Thousands of remains were turned over to the U.S. in 1956.
Cherry initially was not identified. He was interred as X-13460 at the National Memorial Cemetery of the Pacific in Hawaii.
In 2018, the Army took DNA samples from a now-deceased niece and his brother, Ulysses Cherry, who is also a veteran.
Seventy years after being taken prisoner, X-13460 was disinterred and identified in 2020 as corporal R.B. Cherry using mitochondrial DNA.
Pathologist Amy Gruszecki says mitochondrial DNA does not easily degrade.
"It's inherited through a maternal lineage so any maternal ancestor can be used to match to it," she said. "It’s self-explanatory. Mitochondrial DNA even in remains like these war-dead, they hold up over time so that can be used for matches."
Ulysses, who is now 89, followed his brother into the army in 1953.
"They were gonna send me to the same place where he had got killed," he said. "But during that time, they decided not to send two brothers to the same place. So they sent me to Okinawa.
As the family received the Purple Heart Medal, the general repeated the soldier creed.

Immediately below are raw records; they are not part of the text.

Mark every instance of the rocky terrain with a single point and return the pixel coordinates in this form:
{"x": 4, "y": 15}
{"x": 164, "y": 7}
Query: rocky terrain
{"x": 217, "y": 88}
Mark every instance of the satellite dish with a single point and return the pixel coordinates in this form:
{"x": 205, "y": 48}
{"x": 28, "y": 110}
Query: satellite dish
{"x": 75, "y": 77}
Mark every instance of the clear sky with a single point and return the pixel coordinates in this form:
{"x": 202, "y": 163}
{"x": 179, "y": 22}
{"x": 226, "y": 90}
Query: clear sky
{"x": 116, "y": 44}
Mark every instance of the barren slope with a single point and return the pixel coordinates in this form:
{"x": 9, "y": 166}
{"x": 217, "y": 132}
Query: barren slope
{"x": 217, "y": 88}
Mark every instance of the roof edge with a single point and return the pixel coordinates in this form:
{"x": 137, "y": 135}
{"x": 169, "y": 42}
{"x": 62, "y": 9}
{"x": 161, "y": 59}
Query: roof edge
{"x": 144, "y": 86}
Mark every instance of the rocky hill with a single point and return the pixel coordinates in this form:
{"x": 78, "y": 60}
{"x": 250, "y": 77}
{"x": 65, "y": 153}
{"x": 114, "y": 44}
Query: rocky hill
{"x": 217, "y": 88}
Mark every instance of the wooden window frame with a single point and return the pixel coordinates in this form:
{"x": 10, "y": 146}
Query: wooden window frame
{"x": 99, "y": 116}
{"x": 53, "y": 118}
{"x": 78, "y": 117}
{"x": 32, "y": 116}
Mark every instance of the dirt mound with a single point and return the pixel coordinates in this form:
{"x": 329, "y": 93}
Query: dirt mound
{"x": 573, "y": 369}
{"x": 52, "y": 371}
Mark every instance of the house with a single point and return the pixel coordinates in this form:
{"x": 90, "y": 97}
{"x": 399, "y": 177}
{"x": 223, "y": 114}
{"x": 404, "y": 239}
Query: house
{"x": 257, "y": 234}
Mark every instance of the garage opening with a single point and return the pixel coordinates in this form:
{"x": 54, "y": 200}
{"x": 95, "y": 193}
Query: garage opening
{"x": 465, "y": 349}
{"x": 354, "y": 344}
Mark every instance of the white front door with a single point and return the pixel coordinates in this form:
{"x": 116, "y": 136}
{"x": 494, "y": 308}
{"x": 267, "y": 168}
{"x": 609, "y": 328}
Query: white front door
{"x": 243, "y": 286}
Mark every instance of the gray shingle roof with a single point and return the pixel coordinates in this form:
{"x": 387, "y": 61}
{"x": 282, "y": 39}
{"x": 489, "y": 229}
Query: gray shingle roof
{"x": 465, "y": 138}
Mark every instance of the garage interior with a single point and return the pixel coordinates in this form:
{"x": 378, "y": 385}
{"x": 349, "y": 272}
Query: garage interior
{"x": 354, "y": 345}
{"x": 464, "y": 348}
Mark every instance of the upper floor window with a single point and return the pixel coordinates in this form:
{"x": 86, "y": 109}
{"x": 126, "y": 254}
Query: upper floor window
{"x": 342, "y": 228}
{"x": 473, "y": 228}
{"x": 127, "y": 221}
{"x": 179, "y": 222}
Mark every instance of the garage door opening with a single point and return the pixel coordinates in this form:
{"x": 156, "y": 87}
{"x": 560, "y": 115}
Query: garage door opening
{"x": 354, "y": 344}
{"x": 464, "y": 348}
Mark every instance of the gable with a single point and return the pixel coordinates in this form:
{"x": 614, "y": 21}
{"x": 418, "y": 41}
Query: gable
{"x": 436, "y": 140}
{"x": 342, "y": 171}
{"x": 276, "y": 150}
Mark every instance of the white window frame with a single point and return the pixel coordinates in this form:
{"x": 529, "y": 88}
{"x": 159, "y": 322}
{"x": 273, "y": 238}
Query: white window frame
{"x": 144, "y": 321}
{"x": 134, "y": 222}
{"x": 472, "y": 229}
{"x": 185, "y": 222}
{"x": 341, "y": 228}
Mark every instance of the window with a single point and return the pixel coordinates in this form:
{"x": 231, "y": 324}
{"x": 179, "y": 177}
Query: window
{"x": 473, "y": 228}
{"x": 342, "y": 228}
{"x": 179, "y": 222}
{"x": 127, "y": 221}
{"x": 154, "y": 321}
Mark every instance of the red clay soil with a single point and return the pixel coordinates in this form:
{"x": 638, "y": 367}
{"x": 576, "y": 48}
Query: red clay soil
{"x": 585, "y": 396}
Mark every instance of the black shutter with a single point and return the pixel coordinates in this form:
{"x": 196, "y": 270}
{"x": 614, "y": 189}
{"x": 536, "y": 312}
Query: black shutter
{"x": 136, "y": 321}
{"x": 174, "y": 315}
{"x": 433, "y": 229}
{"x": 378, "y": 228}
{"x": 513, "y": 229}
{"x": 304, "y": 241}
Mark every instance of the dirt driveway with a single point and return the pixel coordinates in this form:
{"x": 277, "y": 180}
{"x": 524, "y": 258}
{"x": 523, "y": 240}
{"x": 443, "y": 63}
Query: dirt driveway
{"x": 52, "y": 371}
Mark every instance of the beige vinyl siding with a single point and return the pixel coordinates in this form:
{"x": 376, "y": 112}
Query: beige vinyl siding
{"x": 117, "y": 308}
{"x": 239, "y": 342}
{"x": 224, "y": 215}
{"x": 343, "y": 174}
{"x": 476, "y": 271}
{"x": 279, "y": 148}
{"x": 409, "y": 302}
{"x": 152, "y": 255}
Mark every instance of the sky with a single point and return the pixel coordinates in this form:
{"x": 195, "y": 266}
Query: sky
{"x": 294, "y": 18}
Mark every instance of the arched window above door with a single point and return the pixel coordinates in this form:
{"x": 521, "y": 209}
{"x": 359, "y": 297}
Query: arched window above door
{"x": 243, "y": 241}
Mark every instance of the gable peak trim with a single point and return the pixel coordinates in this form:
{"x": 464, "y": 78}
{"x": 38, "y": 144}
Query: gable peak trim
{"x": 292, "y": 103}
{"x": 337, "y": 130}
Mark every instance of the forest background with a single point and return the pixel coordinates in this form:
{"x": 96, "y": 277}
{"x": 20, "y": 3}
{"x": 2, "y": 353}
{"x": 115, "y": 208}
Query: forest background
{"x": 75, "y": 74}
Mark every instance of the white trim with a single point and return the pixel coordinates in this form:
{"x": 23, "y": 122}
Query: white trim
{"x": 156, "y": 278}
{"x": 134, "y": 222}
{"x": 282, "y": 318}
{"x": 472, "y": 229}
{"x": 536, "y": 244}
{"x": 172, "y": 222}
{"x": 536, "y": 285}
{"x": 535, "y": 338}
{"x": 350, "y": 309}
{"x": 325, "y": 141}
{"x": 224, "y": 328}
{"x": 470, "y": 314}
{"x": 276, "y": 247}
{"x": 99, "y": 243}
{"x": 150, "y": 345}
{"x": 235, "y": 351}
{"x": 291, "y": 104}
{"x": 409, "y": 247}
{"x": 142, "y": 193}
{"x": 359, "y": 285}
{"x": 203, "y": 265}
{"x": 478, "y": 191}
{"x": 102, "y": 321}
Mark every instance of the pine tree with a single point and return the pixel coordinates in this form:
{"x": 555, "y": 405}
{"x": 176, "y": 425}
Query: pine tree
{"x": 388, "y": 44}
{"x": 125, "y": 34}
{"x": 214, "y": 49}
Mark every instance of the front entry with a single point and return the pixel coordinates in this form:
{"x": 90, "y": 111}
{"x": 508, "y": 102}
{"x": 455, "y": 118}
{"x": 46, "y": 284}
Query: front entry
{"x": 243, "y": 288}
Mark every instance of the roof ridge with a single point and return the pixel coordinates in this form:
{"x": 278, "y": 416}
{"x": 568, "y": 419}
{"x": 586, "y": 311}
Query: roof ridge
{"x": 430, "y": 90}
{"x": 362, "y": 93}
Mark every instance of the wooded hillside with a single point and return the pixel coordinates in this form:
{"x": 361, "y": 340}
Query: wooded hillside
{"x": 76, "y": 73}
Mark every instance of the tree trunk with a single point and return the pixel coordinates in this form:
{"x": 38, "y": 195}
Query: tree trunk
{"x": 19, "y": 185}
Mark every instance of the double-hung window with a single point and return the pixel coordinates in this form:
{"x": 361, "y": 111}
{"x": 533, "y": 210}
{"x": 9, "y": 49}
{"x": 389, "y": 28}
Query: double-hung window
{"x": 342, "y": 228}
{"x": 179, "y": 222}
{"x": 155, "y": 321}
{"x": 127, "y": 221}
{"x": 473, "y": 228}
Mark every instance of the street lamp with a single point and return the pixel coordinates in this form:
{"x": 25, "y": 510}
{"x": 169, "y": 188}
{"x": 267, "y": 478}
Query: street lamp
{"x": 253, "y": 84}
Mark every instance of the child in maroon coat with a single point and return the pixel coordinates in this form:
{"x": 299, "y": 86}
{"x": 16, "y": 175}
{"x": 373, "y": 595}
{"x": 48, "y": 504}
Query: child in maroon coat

"We will never quit, and we will never leave a fallen comrade behind," Ragin said. "It might take us years, but we will bring them home."
The Cherry family never gave up hope that he would be found, they could have closure and they would know this soldier's story.
"Now we know the history, it means a lot more," said family member Irma Washington. "I can't even explain the feeling that you get knowing that he's on American soil, and he's home. He made it home with us, and that’s beautiful."
There at least 7,800 soldiers from the Korean war conflict still unaccounted, leaving many families still waiting for their loved ones to come home.